Brit rolled her eyes again, something Fred found quite attractive about Brit. That, and the way she wrinkled her nose.
“A school project?”
“That’s what my teacher said, anyway,” Fred gasped as he struggled with his suitcase. “Gotta make a list of all the words I find that are different in this country.” He kicked an imaginary stone. “Of course my parents thought it a great idea… Some holiday!”
Fred got into the car and sat next to Brit, feeling a little self-conscious about being so close to her, hoping he didn’t smell too bad after his travels. He felt very tired as the jet lag of the journey started to wash over him. Yawning, he struggled to remove a notebook from his pocket.
“Here, sleepy head, let me,” said Brit taking the book from Fred, who was too tired to complain. “No time like the present to start your list. What have we got so far?”
Carefully she drew a line down the center of the page and wrote.

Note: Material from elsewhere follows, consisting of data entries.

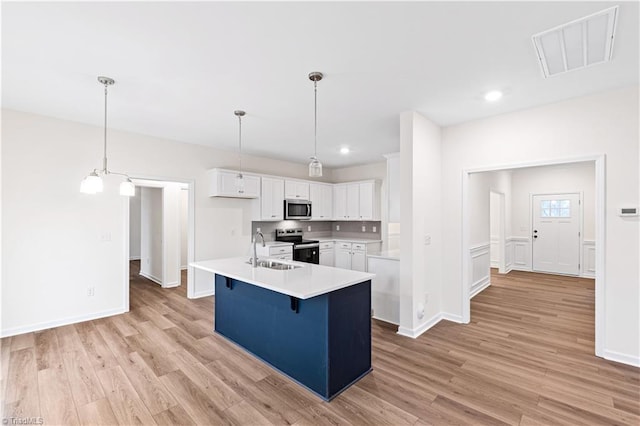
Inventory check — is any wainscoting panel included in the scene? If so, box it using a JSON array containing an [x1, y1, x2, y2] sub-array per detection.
[[509, 237, 531, 271], [504, 239, 513, 273], [469, 243, 491, 298], [489, 235, 500, 268], [581, 240, 596, 278]]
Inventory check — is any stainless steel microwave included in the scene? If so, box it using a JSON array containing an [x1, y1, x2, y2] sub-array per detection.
[[284, 200, 311, 220]]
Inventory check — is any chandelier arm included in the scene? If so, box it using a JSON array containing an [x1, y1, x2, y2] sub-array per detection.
[[102, 83, 109, 174]]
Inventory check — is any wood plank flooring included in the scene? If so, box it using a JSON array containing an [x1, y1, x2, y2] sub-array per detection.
[[0, 262, 640, 425]]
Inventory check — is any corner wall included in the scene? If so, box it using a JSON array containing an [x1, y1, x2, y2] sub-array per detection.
[[398, 112, 442, 337], [442, 86, 640, 365]]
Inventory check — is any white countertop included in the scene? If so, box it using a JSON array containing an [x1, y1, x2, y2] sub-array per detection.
[[314, 237, 382, 244], [367, 250, 400, 260], [189, 257, 375, 299]]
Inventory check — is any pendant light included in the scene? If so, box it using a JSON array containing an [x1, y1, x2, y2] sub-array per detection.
[[309, 71, 322, 177], [233, 110, 246, 189], [80, 77, 136, 197]]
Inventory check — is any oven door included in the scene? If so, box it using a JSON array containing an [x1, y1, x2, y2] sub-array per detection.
[[284, 200, 311, 220], [293, 244, 320, 265]]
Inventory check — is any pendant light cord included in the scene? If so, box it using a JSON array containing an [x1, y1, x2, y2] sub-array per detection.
[[238, 115, 242, 176], [313, 80, 318, 159], [102, 83, 109, 174]]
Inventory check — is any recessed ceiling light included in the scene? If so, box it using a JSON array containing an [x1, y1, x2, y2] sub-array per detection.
[[484, 90, 502, 102]]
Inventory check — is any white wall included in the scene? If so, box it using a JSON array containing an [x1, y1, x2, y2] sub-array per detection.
[[442, 87, 640, 364], [180, 189, 189, 269], [398, 112, 442, 337], [139, 187, 164, 285], [1, 110, 332, 336], [162, 182, 182, 287], [129, 188, 141, 260]]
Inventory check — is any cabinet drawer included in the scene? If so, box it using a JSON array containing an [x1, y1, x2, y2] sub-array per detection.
[[269, 246, 293, 256]]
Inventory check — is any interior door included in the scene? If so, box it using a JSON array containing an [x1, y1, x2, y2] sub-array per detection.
[[532, 194, 581, 275]]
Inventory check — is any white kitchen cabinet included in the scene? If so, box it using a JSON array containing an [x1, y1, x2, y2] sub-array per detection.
[[333, 180, 380, 220], [335, 241, 382, 272], [284, 180, 309, 200], [207, 169, 260, 198], [335, 243, 351, 269], [260, 177, 284, 220], [333, 185, 347, 220], [347, 183, 360, 220], [351, 244, 367, 272], [256, 243, 293, 260], [309, 183, 333, 220], [320, 241, 335, 266]]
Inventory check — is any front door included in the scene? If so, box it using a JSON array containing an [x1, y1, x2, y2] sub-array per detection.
[[532, 194, 581, 275]]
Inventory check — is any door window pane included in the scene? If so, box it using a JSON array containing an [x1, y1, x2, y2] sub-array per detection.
[[540, 200, 571, 217]]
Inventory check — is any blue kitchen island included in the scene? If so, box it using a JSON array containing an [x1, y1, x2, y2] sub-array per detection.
[[192, 258, 374, 400]]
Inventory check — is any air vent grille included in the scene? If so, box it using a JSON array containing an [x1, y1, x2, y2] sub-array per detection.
[[533, 6, 618, 78]]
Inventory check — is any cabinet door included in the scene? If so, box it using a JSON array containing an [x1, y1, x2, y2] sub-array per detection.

ENGLISH – BOOT AMERICAN -TRUNK
ENGLISH – CAR PARK AMERICAN – PARKING LOT
Phil never seemed to stop talking during to drive home. Soon the endless chatter and journey had Fred’s eyes almost closed. Suddenly Brit jabbed her elbow into Fred’s ribs, making him jolt awake.
“What the… Err… Pardon…” Fred said trying to come to.
Phil laughed, “Okay Fred, I guess you really must be tired after your long trip. And of course your body clock is still working on English time. I just asked if you found it funny driving on the right hand side of the road.”
“Nahh.” Fred said trying to wake up. “We’ve driven in Europe loads of times, and they all drive on the right.” Suddenly he grabbed the seat “Bloody Hell!”
Phil stopped the car and looked round.
“Are you all right?” Brit asked.
“Err, sorry” Fred replied sheepishly. “But, you just drove through a red light.”
Phil laughed and started the car up again. “It’s okay Fred, in the U.S. unless is says not to, you can turn right at a red stop light, or traffic light as you call them.”
“Sheeesh,” Fred said. “My parents have enough trouble with round-a-bouts in France; they’d have a conniption with people driving through red lights.
Brit sighed. “Okay Fred, what the heck has a round-a-bout to do with driving, I thought it was like a merry-go-round?”
Phil let out another of his “told you so” chuckles. “Brit, we call them rotary’s over here. That will be another couple of words for Fred to put in his book.”
The teenagers looked at each other and smiled.
At that moment they passed a group of boys standing at the side of the road. Brit’s smile faded from her face and she shrank down in her seat in an effort not to be seen.
It was a tired and slightly puzzled Fred who fell into bed a short time later.
A strange country, where people drive through red lights and half the language is different. A girl who can make me smile just by rolling her eyes. And what is it with Brit and that group of boys?